Duration of collective agreements. The Committee notes that section 11(5) of the draft Bill states that “every award made [i.e. every agreement accepted by the Minister] shall be final and binding upon the Government and the operational service employees to whom the agreement relates for a period of 12 months beginning on the date on which the award was made”. Section 11(6), moreover, provides that no matter already covered by an agreement shall be discussed by the Council or placed on the Council’s agenda for a period of 12 months from the date on which the agreement was made. The Committee considers that legal provisions setting forth in a rigid manner the lengths of time negotiated agreements shall be in force for, and during which negotiations on the matters contained in these agreements may not take place, run counter to the principle of free collective bargaining. Accordingly, it asks the Government to amend section 11(5) of the draft Bill so as to allow the interested parties to negotiate a longer duration for the agreements they reach, and to amend section 11(6) so as to not prohibit the parties, if they wish, from renegotiating matters already covered by agreements.
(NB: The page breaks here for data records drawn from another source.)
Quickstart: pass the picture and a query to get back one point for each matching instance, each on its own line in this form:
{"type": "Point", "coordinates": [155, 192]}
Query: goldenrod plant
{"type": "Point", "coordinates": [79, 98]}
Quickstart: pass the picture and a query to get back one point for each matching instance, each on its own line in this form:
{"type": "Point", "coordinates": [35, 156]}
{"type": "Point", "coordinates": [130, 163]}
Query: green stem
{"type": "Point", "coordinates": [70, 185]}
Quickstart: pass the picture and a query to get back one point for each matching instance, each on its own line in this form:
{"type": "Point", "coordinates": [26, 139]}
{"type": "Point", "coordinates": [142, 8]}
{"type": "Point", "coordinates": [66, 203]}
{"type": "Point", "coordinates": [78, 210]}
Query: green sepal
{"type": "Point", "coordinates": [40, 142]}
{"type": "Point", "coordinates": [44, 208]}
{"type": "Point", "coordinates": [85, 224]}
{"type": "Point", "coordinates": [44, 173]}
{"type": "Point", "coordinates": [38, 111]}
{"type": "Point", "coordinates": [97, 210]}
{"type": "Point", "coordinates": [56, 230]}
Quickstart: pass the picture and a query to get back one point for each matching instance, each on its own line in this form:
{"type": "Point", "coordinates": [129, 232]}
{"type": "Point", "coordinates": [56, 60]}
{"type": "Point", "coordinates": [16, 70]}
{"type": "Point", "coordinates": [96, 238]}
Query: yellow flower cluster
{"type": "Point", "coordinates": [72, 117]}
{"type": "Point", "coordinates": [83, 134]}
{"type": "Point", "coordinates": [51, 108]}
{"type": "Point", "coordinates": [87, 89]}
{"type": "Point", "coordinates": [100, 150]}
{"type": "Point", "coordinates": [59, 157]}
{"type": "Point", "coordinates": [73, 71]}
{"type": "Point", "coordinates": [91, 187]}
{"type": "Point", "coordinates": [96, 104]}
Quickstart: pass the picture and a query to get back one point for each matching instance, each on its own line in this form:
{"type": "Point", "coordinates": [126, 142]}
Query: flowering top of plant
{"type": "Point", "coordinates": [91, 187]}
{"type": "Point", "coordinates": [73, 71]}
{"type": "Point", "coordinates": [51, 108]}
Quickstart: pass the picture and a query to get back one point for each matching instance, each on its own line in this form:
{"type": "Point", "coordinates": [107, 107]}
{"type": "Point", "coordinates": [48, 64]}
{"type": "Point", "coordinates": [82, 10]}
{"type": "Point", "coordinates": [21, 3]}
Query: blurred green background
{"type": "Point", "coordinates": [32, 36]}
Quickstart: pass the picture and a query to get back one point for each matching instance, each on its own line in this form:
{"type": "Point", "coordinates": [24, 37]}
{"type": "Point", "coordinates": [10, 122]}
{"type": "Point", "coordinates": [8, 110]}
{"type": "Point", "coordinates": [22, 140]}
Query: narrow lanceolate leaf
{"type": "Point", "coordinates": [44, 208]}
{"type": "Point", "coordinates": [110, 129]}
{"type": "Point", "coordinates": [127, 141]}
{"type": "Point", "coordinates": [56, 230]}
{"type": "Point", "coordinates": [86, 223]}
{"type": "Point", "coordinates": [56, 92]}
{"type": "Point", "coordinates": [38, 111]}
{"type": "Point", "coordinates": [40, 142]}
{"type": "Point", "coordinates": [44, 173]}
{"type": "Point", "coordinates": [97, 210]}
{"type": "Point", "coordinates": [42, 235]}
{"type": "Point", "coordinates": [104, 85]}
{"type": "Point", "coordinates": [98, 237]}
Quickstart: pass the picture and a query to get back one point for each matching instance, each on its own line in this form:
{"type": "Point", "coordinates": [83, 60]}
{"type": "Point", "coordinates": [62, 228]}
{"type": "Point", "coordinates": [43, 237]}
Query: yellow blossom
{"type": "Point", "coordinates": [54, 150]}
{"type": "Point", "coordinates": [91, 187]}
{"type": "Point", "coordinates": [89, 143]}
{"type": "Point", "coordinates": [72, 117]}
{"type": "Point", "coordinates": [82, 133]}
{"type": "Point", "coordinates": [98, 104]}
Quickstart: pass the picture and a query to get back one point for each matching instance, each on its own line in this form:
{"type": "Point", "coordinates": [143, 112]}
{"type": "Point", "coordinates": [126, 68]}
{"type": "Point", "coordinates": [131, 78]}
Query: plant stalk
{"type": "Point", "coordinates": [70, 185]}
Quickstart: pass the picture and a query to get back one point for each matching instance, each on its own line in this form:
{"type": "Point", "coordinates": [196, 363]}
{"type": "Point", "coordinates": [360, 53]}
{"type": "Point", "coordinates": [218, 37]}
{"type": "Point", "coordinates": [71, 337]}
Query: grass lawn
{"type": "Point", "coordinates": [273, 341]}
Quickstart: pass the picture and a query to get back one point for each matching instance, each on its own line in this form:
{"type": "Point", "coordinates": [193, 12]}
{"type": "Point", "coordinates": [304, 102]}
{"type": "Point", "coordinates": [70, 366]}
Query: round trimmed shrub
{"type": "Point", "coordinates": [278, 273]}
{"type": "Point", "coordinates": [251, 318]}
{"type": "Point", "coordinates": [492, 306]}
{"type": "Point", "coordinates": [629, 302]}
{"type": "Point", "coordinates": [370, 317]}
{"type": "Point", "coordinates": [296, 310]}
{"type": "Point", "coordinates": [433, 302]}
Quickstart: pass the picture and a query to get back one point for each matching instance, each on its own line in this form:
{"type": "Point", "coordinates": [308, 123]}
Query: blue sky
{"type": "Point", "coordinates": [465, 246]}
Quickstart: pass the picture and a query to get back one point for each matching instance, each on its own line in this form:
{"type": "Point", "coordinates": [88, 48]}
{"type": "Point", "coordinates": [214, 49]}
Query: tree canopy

Compulsory arbitration. The Committee notes that several provisions of the draft Public Service Bill comprise a system of compulsory arbitration. Section 12 of the draft Public Service Bill provides that, where the Joint Staff Council is unable to reach agreement on any dispute, the Chairperson and Vice-Chairperson shall submit a report to the Minister containing the minutes of the Council’s deliberations and a memorandum on the subject matter of the deliberations. The Minister may then refer the dispute back to the Council for further negotiation under section 13(a), or refer the dispute to the court under section 13(b). Section 15 provides that where the Minister has referred the dispute to the court, the court shall consider the matter and submit a report in respect thereof to the Minister. Section 17(1) provides that the Minister may then submit the report, together with any comments he may wish to make thereon, to the President of the Joint Staff Council, who, under section 17(2) may then issue an award on the dispute that is binding for a period of 12 months (section 19). With respect to the above provisions, the Committee recalls that compulsory arbitration is acceptable only for: (1) workers employed in essential services in the strict sense of the term, that is to say services whose interruption would endanger the life, personal safety or health of the whole or part of the population; and (2) public employees engaged in the administration of the State. Its imposition, at the discretion of the public authorities and leading to a final award which is binding upon the parties concerned, is otherwise not compatible with the principle of the voluntary negotiation of collective agreements provided for in Article 4 of the Convention (see General Survey, op. cit., paragraphs 254–259). The Committee notes, moreover, that the ICFTU confirms these restrictions on collective bargaining to fix the terms of employment of public service employees. In these circumstances, the Committee requests the Government to amend the above-noted provisions so as to remove compulsory arbitration for public employees who are not engaged in the administration of the State.